IBS treatment must be personalized. The foundation consists of
patient education, rational dietary intervention, and targeted
pharmacotherapy. In cases of pronounced central sensitization and
psychological comorbidities, the combination of neuromodulators and
psychological interventions often yields the best results. This
individualized and combined approach reflects the modern
understanding of IBS as a heterogeneous disorder of brain–gut axis
regulation and enables optimal symptom control with minimal
therapeutic burden for the patient [1]. A schematic overview of the
therapeutic approach for IBS-C and IBS-D is shown in Figure 3.

CONCLUSION
Irritable bowel syndrome (IBS) is a common and chronic functional
gastrointestinal disorder that significantly impairs patients’

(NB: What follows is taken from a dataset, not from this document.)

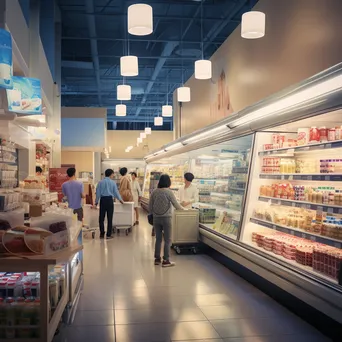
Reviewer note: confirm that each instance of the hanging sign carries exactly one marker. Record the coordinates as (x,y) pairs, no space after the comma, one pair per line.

quality of life. In patients who fulfill the Rome IV diagnostic
criteria and do not present alarm features, the diagnosis can be
established based on a carefully obtained medical history, analysis
of typical clinical symptoms, and physical examination, without the
need for extensive diagnostic testing. In contrast, the presence of
alarm symptoms, onset after the age of 50, a positive family history
of colorectal cancer, or suspicion of celiac disease or chronic
inflammatory bowel disease requires additional laboratory, imaging,
and endoscopic evaluation.
Management of IBS begins with a clear explanation of the nature of
the disorder and reassurance that it is not a malignant or
life-threatening condition. Treatment is long-term and
individualized, targeting predominant symptoms and their severity.
The foundation of therapy includes patient education, dietary
measures, and targeted pharmacotherapy, while neuromodulators and
psychological interventions play an important role in patients with
pronounced visceral hypersensitivity and psychological comorbidities.
Successful management requires continuous and constructive
collaboration between the patient and the physician, with
involvement of other specialists when necessary. A multidisciplinary
and personalized approach reflects the modern understanding of IBS
as a disorder of brain–gut axis regulation and enables optimal
symptom control while preserving quality of life.